Two dear friends were recently married at St. Anthony’s, and it seems about the coolest possible place to get married. That reminded me of how long it took me to visit the chapel, even though it’s only 25 minutes away, and my own sadly delayed discovery of the beauty and use of relics.

When I and my family entered the Church, several Catholic friends urged us to go to St. Anthony’s Chapel right away. We didn’t — mostly because, prior to my conversion, I spent several years working in an Evangelical seminary where I’d been worn down by what I call “hyper-supernaturalism.” According to this understanding of grace, God couldn’t just work in your life in quiet ways. He had to be doing Big Things, exciting things, things the world would recognize as major events. Even finding a good parking space at the store was regarded as a sign of Divine favor. According to the hyper-supernatural view of reality, something was wrong with you if God wasn’t constantly doing Big Things in your life.

The way some of my new Catholic friends talked about the chapel, it sounded like the Catholic version of the same impulse. A different kind of hyper-supernaturalism, but still, the same desire for the Big Thing. I smiled and nodded, and didn’t go.

I was wrong. I can kick myself now for not going right away. The Faith of the Church had drawn me in because it felt so objective and so practical, working on us in the ways human beings are normally changed. It was deeply supernatural, but not hyper-supernatural. We do see miracles. As St. John Henry Newman writes, “the Catholic Church, from east to west, from north to south, is, according to our conceptions, hung with miracles.” But mostly we progress step by step in the natural way of things.
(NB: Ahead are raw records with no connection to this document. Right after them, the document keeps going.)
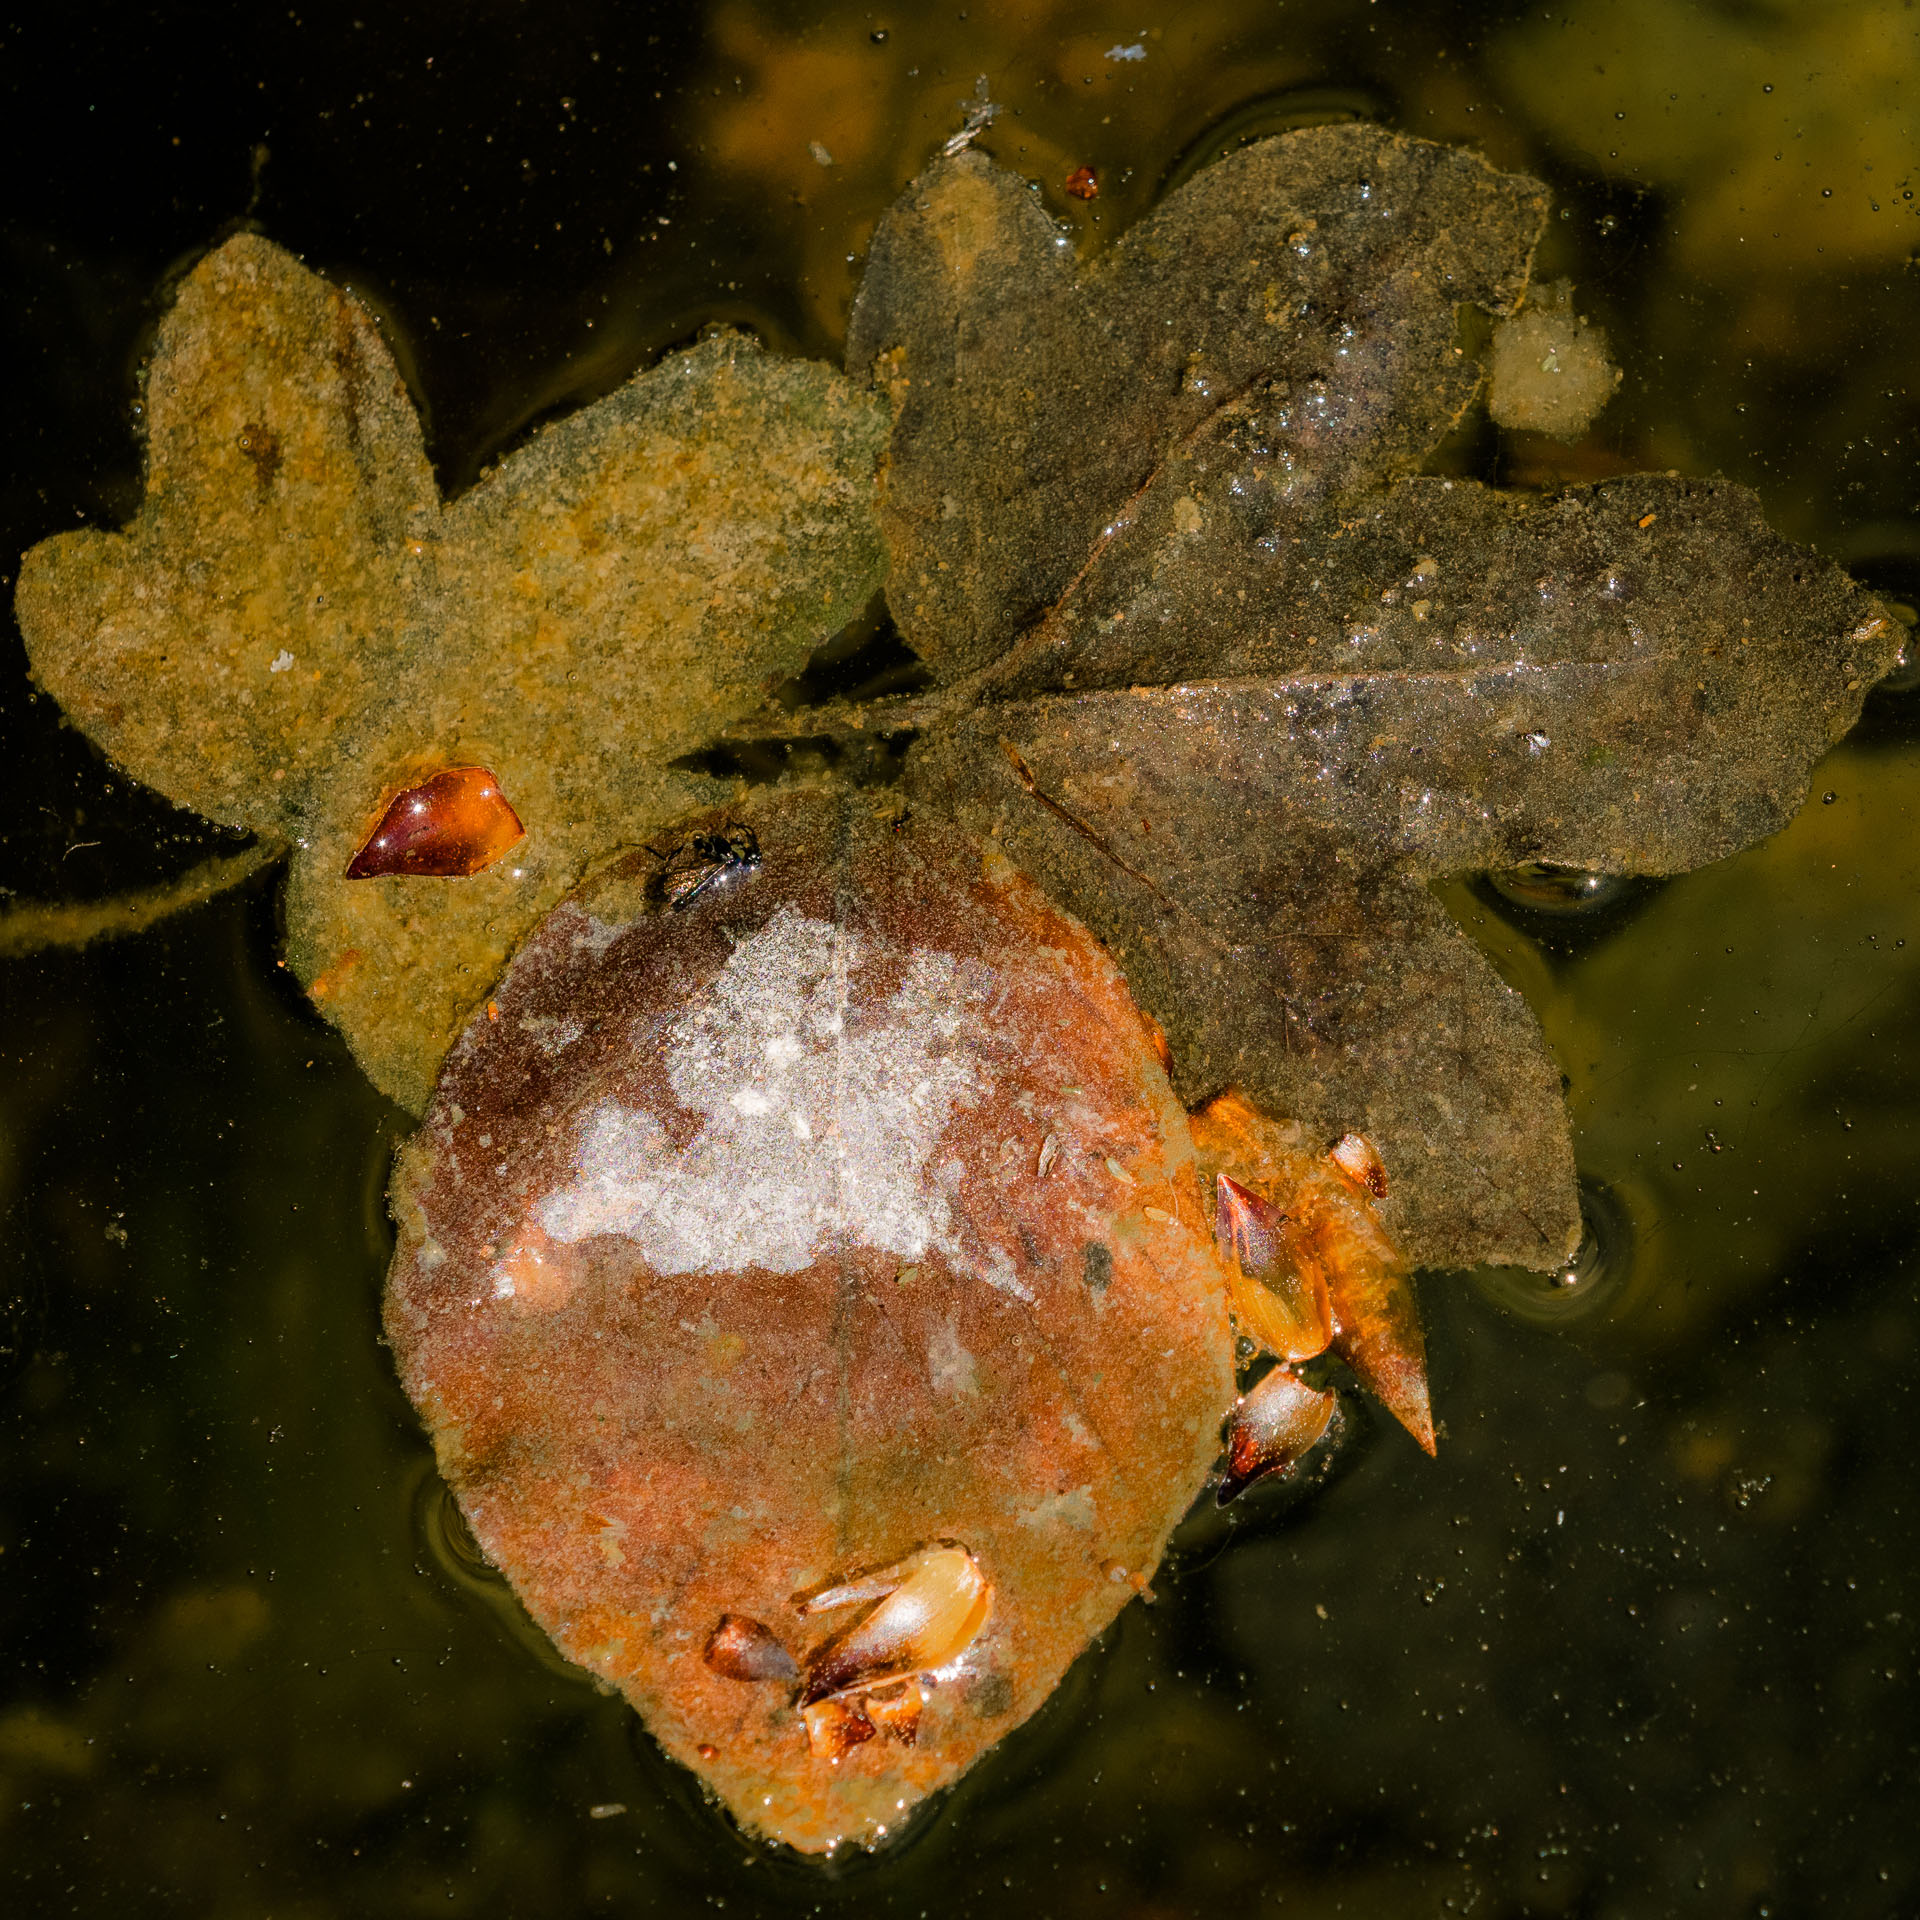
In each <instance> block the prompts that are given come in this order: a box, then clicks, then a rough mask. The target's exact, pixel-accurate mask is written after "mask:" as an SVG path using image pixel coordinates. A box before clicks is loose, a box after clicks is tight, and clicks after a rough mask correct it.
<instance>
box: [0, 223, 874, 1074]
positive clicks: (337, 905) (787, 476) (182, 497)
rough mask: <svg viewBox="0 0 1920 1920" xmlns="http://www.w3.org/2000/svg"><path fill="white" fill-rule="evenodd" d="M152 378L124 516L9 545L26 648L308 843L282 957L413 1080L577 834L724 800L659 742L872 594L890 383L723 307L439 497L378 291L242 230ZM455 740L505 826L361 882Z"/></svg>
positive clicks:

The Church doesn’t need Big Things to show God’s power.

I love the idea of the sacraments, and the way the Mass is tied to the everyday life of prayer and service and sacrifice. I also love the idea that the Church understands the Eucharist as a medicine and a food, not as a miracle cure. These truths played a vital role in my conversion. I was also drawn to Catholicism by the fact that the Church sees confession as a bath, not as a new paint job that would never get dirty.

After half a minute during my first visit to St. Anthony’s, I knew that relics expressed that same spiritual life that had drawn me to the Catholic Church. It wasn’t a Big Thing in the hyper-supernatural sense I reacted to. It was a Big Thing that went on quietly and steadily and gently. The saints through their relics worked (most of the time) without drama. Here were some 5,000 of these saints, each at our service, eager to do us good, just waiting for us to ask. You can feel their presence, not the way you feel a blast of wind, but the way you feel warmth when you come inside on a bitter cold day.

The English poet Philip Larkin was a very secular man, and not a model human being, but he sensed something in Christianity beyond what the world offers. In his poem “Church Going,” he wanders into a country church with a graveyard outside. It’s the kind of place you’d expect, old and dark and in disrepair. “A serious house on serious earth it is,” he writes at the very end:

And that much never can be obsolete,
Since someone will forever be surprising
A hunger in himself to be more serious,
And gravitating with it to this ground,
Which, he once heard, was proper to grow wise in,
If only that so many dead lie round.

At St. Anthony’s Chapel, the dead lie round, more than 5,000 of them. It is a place proper to grow wise in. But they’re not dead. They live.